Taken together, our results suggest that the pattern of neural coupling across widespread cortical motor circuits is influenced by the stability of collective variables that define behavioral patterns. Additional support for this hypothesis comes from EEG studies that reveal that coupling between the SMA and primary motor cortex is greater during performance of complex versus simple motor patterns (Manganotti et al., 1998) and that SMA to motor coupling is reduced as complex movement patterns are stabilized through learning (Gerloff & Andres, 2002; Andres et al., 1999).

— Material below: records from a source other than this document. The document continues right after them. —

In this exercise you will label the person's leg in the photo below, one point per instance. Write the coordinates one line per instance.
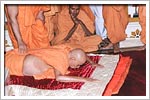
(34, 65)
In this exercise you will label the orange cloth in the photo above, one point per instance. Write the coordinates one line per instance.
(115, 21)
(119, 76)
(51, 20)
(33, 32)
(88, 11)
(65, 23)
(56, 56)
(142, 21)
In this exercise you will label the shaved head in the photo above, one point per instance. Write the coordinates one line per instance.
(77, 57)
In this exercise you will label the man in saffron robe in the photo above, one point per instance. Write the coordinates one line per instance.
(142, 21)
(115, 21)
(26, 26)
(43, 63)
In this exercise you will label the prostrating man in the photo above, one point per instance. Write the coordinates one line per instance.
(43, 63)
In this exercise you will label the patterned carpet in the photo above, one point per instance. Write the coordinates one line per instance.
(135, 83)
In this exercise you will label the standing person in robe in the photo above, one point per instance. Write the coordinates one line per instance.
(115, 21)
(44, 63)
(76, 28)
(26, 26)
(51, 20)
(142, 21)
(99, 20)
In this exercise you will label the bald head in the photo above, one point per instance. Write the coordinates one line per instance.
(77, 57)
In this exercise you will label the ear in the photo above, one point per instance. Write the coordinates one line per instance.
(72, 58)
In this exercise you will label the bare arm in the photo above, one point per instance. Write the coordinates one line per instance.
(93, 63)
(71, 32)
(86, 30)
(13, 12)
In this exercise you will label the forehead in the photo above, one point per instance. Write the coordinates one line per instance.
(74, 6)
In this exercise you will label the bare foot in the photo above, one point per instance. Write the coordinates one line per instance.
(142, 48)
(109, 46)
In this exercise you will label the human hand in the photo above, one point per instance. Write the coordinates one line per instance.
(22, 48)
(97, 65)
(92, 80)
(74, 19)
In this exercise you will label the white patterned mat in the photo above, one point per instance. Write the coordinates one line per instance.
(88, 89)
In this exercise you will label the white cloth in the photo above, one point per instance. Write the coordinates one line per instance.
(99, 21)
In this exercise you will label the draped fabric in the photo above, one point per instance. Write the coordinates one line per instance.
(51, 84)
(32, 30)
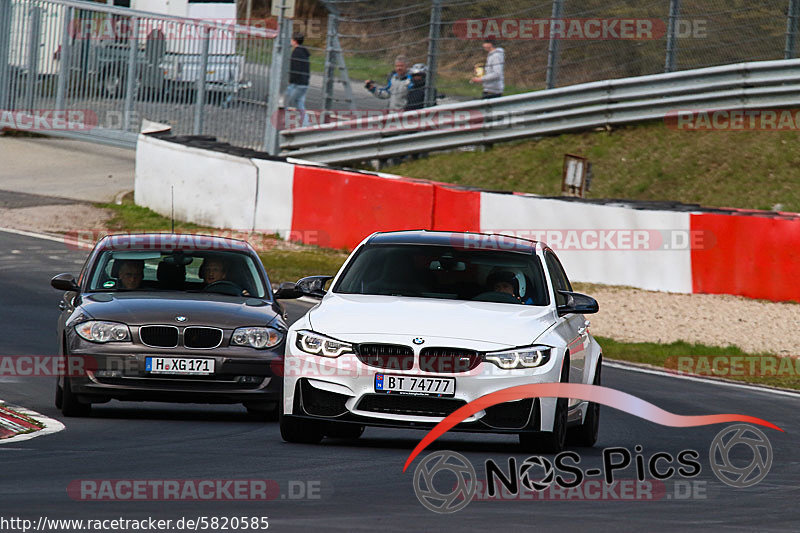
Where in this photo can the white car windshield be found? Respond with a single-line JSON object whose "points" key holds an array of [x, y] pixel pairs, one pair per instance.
{"points": [[444, 272]]}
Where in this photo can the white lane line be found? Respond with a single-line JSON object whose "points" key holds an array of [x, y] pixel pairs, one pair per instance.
{"points": [[51, 425], [624, 365]]}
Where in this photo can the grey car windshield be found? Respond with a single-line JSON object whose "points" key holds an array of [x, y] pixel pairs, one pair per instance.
{"points": [[231, 273], [445, 272]]}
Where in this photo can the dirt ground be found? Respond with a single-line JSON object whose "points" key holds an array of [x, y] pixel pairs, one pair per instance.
{"points": [[628, 315]]}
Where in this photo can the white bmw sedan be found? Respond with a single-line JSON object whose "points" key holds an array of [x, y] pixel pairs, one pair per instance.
{"points": [[419, 323]]}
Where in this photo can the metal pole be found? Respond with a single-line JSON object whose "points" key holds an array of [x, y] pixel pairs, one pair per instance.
{"points": [[288, 25], [672, 39], [433, 52], [271, 135], [132, 75], [5, 47], [33, 56], [330, 62], [554, 47], [200, 100], [791, 29]]}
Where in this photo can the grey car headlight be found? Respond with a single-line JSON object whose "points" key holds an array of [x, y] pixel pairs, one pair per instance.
{"points": [[317, 344], [100, 331], [256, 337], [526, 357]]}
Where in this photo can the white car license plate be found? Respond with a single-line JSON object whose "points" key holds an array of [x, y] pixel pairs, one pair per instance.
{"points": [[179, 365], [422, 386]]}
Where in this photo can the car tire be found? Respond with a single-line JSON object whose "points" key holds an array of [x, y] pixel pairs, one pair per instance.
{"points": [[70, 405], [336, 430], [551, 441], [585, 435]]}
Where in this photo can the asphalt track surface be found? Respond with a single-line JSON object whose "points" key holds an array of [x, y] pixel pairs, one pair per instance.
{"points": [[361, 484]]}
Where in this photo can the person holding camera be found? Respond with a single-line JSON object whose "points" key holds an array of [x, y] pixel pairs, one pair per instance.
{"points": [[396, 88]]}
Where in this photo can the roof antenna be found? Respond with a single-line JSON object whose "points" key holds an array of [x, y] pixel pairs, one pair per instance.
{"points": [[172, 214]]}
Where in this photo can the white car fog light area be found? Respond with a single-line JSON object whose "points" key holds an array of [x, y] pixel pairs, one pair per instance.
{"points": [[99, 331], [529, 357], [316, 344], [256, 337]]}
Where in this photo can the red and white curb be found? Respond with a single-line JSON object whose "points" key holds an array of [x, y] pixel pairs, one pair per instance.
{"points": [[17, 429]]}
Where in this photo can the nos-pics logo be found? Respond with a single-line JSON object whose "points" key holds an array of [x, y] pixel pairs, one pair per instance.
{"points": [[446, 482]]}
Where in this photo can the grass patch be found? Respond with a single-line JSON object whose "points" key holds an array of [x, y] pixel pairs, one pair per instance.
{"points": [[731, 361], [748, 169]]}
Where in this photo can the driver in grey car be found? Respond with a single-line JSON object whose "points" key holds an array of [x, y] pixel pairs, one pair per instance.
{"points": [[213, 270]]}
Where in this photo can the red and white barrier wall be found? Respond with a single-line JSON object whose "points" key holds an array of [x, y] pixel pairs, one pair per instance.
{"points": [[746, 253]]}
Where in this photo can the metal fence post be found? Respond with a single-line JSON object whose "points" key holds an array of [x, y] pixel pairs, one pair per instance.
{"points": [[5, 48], [672, 39], [200, 100], [64, 59], [271, 133], [554, 46], [330, 62], [132, 75], [791, 29], [433, 52], [34, 40]]}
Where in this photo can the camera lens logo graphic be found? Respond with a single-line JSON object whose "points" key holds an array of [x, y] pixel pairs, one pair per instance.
{"points": [[525, 473], [454, 464], [739, 436]]}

The definitive role of PMC, and particularly of the SMA, in stabilizing patterns of coordination is reinforced by TMS work, in which transient deactivation of lateral and medial PMC disrupts coordination and eventually culminates in spontaneous switching between patterns (Meyer-Lindenberg et al., 2002). Indeed, recent behavioral work reveals that patients with lesions to the SMA have impairments in the ability to recover from perturbations of coordinated movements (Dick et al., 2005).
Summary and Conclusions
The present results underscore the sensitivity of the premotor–cerebellar network to pattern stability and are in line with recent results showing that an overlapping set of brain regions underlies coordination regardless of whether it is unimanual, bimanual, multilimb, or even imagined (Jantzen & Kelso, 2007). Coordination at the neural level appears to be governed by informational quantities that communicate the relation between components and their dynamics, regardless of the particular components themselves (Kelso, 1994a, 1994b). The dynamic concept of stability-measured here at both behavioral and brain levels may be seen to replace common, yet less well-defined notions such as task difficulty and task complexity. In the future, it will be intriguing to see how global patterns of neural activity and connectivity representing key abstract and task-dependent parameters may be altered by localized interruptions in neural function brought on by stroke, closed head injury, and Parkinson's disease. Such investigations may provide new insights into how large-scale network activity mediates functional recovery, plasticity, and compensation in the human brain.
This work was supported by NINDS grant NS48229, NIMH Director's Innovation Grant MH42900, NIMH grant MH80038, a summer research grant from WWU, and the Pierre de Fermat Chair.